I don’t think of my dad very often anymore. It’s much too hard to picture him, as he’s been gone 32 years this month. He was tall and smart. He was quiet, an introvert. He had a very dark sense of humor. He had demons that killed him. I too am an introvert with a dark sense of humor. I think I’ve made friends with my demons and I don’t think they’ll kill me. Well, maybe we’re not friends. My demons and I hold each other at arm’s length, regarding each other warily, to be sure, but we’ve developed a mutual respect. I’ve become a remarkably productive citizen and a responsible and loving parent. I feel like I’m faltering sometimes, but still I avoid most of the self destructive bullshit that attracted me when I was younger. I’m also honest with myself, for the most part. I don’t know if my dad was aware that his demons were starting to win. Or if he cared. But I know that losing him to them was my first and biggest heartbreak. And the one I never got over.

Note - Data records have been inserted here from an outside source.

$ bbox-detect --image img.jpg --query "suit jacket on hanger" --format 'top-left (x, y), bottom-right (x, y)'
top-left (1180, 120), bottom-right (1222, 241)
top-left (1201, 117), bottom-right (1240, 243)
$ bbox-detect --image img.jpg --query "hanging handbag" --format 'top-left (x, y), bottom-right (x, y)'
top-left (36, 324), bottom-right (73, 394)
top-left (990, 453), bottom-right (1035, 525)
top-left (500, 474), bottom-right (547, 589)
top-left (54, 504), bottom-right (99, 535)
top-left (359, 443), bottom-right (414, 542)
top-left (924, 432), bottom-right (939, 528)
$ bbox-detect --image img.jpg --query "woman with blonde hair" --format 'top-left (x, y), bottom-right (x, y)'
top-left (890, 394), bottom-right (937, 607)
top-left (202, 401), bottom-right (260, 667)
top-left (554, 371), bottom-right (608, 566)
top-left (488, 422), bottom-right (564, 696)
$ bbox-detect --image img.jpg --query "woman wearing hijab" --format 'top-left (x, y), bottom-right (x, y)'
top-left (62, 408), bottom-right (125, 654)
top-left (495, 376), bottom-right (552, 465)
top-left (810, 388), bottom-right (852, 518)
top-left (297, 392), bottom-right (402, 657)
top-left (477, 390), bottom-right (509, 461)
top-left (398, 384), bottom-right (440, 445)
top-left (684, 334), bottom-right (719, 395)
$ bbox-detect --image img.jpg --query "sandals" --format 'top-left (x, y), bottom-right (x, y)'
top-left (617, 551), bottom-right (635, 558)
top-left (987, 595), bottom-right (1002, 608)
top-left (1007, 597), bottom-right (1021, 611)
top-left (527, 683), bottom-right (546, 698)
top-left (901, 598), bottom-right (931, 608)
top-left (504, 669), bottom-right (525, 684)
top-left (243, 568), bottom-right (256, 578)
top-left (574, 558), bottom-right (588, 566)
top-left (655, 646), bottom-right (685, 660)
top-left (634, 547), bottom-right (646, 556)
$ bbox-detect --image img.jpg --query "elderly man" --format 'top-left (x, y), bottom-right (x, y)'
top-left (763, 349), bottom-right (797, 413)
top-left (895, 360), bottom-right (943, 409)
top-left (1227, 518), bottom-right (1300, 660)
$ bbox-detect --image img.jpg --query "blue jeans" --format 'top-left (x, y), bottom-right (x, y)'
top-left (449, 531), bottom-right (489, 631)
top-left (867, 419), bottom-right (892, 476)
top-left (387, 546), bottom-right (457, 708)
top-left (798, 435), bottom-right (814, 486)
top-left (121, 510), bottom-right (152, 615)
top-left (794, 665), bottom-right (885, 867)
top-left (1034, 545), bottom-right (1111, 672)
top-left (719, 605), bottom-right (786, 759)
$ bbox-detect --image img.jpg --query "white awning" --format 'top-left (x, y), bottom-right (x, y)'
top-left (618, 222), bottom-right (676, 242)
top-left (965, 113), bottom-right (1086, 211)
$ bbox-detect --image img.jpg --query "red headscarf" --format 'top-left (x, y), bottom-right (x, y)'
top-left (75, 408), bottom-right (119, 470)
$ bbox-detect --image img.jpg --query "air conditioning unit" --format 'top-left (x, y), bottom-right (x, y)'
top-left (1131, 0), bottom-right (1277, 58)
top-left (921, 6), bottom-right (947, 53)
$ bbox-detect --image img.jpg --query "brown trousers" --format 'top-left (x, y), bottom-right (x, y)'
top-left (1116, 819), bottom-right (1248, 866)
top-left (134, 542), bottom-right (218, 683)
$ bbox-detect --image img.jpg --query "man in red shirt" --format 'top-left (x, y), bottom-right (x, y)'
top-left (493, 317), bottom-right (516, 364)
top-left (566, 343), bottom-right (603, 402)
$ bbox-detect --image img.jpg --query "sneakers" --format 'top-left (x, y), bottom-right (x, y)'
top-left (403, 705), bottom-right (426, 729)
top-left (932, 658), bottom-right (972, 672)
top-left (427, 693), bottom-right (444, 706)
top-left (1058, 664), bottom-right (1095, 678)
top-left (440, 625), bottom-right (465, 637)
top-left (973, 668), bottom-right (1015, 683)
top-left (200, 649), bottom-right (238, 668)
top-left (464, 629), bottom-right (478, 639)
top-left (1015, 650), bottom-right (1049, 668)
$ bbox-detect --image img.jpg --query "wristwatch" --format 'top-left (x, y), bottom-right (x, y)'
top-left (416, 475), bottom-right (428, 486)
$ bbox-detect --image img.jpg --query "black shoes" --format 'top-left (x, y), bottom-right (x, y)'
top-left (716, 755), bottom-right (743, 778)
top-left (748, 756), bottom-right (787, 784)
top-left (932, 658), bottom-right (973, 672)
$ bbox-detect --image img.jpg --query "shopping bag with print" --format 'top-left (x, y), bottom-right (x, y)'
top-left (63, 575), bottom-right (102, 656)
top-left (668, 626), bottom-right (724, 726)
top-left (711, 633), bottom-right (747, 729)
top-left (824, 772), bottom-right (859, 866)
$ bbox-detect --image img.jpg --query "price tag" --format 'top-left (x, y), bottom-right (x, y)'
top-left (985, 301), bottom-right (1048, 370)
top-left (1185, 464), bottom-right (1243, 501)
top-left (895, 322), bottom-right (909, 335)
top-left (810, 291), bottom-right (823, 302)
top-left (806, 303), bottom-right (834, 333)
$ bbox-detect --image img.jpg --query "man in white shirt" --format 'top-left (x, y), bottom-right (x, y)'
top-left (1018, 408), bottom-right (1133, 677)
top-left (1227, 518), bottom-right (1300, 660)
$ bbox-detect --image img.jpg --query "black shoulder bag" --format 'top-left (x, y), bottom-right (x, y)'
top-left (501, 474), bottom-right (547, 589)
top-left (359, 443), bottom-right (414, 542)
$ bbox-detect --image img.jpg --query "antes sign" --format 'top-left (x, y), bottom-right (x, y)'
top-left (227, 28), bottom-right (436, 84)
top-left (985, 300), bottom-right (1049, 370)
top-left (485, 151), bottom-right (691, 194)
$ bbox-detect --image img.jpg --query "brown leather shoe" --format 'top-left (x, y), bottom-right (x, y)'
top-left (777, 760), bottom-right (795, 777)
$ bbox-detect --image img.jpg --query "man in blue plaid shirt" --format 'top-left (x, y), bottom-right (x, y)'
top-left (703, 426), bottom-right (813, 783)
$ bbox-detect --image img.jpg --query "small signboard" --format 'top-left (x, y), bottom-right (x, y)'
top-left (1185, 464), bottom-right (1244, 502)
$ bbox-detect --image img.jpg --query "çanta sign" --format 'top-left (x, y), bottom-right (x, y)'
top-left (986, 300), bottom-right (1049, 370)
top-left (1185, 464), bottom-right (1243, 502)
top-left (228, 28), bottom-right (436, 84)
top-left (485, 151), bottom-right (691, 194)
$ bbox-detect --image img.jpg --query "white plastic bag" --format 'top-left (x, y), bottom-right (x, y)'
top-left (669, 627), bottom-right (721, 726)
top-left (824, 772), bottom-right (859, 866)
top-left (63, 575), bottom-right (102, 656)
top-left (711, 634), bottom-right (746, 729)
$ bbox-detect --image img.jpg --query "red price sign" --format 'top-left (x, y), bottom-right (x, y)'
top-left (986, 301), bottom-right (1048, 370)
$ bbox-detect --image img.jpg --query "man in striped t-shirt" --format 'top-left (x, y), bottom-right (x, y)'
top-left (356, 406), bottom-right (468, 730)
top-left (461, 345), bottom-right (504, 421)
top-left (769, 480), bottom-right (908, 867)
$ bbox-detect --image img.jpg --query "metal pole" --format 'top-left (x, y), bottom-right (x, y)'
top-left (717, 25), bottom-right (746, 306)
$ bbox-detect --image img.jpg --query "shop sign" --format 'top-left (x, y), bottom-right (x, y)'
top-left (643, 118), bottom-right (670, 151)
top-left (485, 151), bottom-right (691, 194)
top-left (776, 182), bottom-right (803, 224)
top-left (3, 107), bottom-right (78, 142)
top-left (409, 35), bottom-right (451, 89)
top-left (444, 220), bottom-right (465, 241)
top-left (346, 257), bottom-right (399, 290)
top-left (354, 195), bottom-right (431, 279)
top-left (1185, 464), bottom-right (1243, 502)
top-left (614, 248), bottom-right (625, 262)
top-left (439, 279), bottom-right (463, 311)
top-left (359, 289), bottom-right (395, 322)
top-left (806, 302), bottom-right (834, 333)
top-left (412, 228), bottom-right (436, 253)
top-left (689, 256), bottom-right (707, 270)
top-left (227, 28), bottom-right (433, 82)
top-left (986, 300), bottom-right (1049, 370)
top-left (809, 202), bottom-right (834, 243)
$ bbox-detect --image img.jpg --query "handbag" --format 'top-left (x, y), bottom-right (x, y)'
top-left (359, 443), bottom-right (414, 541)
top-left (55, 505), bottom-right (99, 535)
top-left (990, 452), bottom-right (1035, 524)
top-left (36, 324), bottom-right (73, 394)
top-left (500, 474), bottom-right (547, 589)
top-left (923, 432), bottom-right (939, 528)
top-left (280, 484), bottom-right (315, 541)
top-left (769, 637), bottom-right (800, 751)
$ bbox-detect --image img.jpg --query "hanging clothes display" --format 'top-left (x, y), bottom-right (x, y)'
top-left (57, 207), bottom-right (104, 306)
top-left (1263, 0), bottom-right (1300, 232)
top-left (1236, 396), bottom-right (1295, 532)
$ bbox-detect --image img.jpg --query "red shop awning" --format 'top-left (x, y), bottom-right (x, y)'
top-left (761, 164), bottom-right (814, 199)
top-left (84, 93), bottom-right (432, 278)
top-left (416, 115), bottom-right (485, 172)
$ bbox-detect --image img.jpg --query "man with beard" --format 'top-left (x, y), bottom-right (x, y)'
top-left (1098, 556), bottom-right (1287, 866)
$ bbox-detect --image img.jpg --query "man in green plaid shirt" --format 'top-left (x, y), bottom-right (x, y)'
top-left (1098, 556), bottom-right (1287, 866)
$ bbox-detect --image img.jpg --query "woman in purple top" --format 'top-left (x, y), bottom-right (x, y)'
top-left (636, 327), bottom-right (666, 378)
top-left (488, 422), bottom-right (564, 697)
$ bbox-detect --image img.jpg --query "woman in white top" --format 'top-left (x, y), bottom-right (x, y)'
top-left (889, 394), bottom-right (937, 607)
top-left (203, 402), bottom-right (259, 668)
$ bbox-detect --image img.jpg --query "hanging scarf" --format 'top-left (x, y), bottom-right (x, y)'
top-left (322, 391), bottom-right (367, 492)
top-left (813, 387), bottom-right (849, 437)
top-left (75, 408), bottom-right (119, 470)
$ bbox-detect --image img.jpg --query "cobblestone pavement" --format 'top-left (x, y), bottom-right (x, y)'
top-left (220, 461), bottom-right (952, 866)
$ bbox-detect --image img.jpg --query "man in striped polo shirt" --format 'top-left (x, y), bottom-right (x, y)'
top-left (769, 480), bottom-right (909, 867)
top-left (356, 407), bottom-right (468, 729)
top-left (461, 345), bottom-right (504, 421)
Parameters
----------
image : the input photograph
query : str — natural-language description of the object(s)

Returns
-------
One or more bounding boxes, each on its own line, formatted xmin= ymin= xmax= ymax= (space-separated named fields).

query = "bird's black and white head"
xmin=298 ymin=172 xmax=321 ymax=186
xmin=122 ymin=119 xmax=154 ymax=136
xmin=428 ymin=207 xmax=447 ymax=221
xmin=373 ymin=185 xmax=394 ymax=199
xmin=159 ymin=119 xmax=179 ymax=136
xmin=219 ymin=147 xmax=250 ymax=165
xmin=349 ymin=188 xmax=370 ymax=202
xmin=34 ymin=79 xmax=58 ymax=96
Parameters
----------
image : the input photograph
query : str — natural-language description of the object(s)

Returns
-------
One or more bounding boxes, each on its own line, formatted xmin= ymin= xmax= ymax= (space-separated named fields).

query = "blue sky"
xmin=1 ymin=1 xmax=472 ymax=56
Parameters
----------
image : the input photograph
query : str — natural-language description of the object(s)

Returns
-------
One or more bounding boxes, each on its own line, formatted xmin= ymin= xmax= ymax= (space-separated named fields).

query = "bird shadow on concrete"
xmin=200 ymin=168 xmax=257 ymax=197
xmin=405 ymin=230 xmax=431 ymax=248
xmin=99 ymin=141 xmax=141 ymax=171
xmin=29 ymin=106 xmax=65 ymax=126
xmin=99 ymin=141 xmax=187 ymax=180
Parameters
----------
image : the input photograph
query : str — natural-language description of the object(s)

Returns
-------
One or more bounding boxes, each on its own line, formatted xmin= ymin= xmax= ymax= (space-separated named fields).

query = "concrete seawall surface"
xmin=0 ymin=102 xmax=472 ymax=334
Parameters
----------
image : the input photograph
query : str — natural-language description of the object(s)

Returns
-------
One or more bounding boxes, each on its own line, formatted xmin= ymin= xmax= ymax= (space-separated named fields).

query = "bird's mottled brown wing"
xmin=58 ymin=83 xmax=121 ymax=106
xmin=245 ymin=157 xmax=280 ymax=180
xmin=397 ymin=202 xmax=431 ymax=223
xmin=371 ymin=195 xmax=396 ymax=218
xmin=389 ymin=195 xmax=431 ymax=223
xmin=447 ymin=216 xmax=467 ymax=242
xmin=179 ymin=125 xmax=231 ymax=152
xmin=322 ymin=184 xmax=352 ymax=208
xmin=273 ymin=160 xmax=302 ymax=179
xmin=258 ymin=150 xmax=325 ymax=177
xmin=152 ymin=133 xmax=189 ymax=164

My kids ask me what he was like and I’m never sure what to say. The thing I remember most vividly about him is how he could be right next to you in a room, but it would feel like he wasn’t there at all. He was already a ghost to me before he was actually gone. I fear I’ve inherited this tendency as well. I’ve been asked where I was, when I was right next to someone, more times than I can count. I think it’s partly an introvert thing, the need for time and space to process things alone, but it’s also…more than that. I am working on finding a balance. I think I still have time.
I dream of him sometimes. He just appears in my sleep and hangs out with me, like no time at all has passed. He never says anything profound, but there’s always a point when I tell him that I thought he was dead and we laugh and laugh. Then I wake up and I’m strangely happy. It would be just like him to haunt me in this way.